Nee Nee n3n/
Ohaioooo Minna-san! Gomen por tardar, jeje n_nU
Aquí les dejo el cuarto capítulo de este mega-fic! =D que lo disfruten!
Capítulo 4
Está empezando a hacer frío, y puedo notar como la luz que me ilumina va desapareciendo poco a poco.
Eran las ocho ya… vaya… todo un día pensando y recordando…
Acaricio mi pansa… y unas lágrimas caen de mí.
Si tan solo… si tan solo… la vida no terminara así…
zzzZZZZzzz
El día estaba hermoso, o tal vez, desde que recibí esa noticia, lo estaba aún más.
~Flashback~
-Kyoya, ¿Sabes? Últimamente me siento algo mareado… y también…- vi una gran presa de pollo enfrente mío, la cual giraba y giraba a través del vidrio, y siento como agua se me hace a la boca –¡Estoy realmente tentado con cualquier cosa que veo!-
-Debe de ser los nervios, después de todo, volverás unos días a la aldea Koma, ¿No?- pude notar que tu rostro estaba algo tenso, tal vez estabas algo enojado, pues fue tan repentino, que no tuviste ni tiempo de analizar lo que pasaba.
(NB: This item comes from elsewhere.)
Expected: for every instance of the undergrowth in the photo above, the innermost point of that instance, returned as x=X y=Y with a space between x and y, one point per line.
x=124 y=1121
Mi padre quería visitar la aldea para liberarse del trabajo, y bueno, aunque tratara de negarlo, yo también tenía ganas de volver a ver a Hyoma y a Oikkuto (1)
Estabas con las manos en los bolsillos, con el rostro bajo y los ojos cerrados.
-Oye… volveré, ya lo sabes- me puse enfrente tuyo, haciendo que te detengas –No tienes porqué enfadarte, sabes que no podría estar tanto tiempo sin ti- te abracé y te di un corto pero dulce beso, al cual correspondiste.
-Lo sé, pero aun así, no me agrada la idea de que te vayas con él- tu cara se volvió a poner tersa.
-¿Mi padre?- te pregunté dudoso, sabía que no te agradaba, pero… ¿Para tanto?
-No, idiota- revolviste mis cabellos, a lo cual me sonrojé un poco –Hablo de ese amigo tuyo, no me agrada que estés con él-
-¡Aaah! ¡Hablas de Hyoma!- luego te miré serio –Oye… sí sabes que… No pasó ni pasará nada entre nosotros, ¿No?-
-Lo sé, pero, acaso me estás privando el hecho de estar celo…- te frenaste, y volviste a retomar con otra frase -Olvídalo. Tu autobús parte en una hora, ¿No?, Mejor te llevo-
Me tomaste de la mano y seguimos caminando, ahora en dirección a la estación en donde me esperaba algo ansioso mi padre.
-Ginga, ¿Por qué te tardaste tanto? ¡Ya casi sale el autobús!-
-Lo…lo siento- te miré –Supongo que éste es el adiós-
Mi padre subió al autobús, dejándome a solas con tigo, ya estaba a punto de partir, cuando me detuviste.
-No me dijiste… ¿Qué usara la frase "hasta luego"?-
Me sonrojé, pero luego sonreí y me abracé, para luego darte un corto beso, el cual correspondiste nuevamente, pero jugando con mi lengua.
-¡K…Kyoya, no aquí!- te dije apartándome a l instante.
-Voy a extrañarte, Ginga- me sonreíste muy cálidamente, lo cual no era habitual en ti, y me hiciste sentir muy feliz –En especial ese cuerpo tan lindo…- me guiñaste un ojo, haciendo que me sonrojara un poco.
-Hasta luego, Kyoya- te sonreí con los ojos cerrados.
-Hasta luego, Ginga-
Me subí rápidamente al autobús junto a mi padre, y te saludé por la ventana, hasta que tu figura desapareció.
El viaje fue tranquilo, mi padre se echó una siesta, pues el trabajo lo estaba matando, mientras que yo solo observaba el paisaje por la ventanilla.
De pronto sentí mareos, creí que era por la falta de aire, pues al parecer nadie se percataba de que estaba totalmente cerrado el bus, asique abrí una de las ventanillas, y disfruté de la brisa.
Los mareos cesaron por un momento, pero rápidamente volvieron, y esta vez más intensos, haciéndome retorcerme del dolor que sentía en mi estómago. Mi padre se despertó, y me vio preocupado.
-Ginga, ¿Estás bien? ¿Quieres que paremos un poco?- me preguntó acariciando mi cabellera.
-N…No… estoy bien… yo solo…- pero no pude continuar, pues tuve que llevarme una mano a mi boca para evitar devolver lo que había comido al mediodía.
Mi padre fue rápidamente hacia el conductor, pidiéndole que por favor se detuviese, para que yo bajase.
Bajé casi a las corridas, ocultándome en un arbusto que había al lado de la carretera, y el resto es historia.
Evidentemente, la aldea Koma estaba muy lejos de Beycity, ya que habíamos estado viajando unas horas, y aún estábamos en el medio de la nada.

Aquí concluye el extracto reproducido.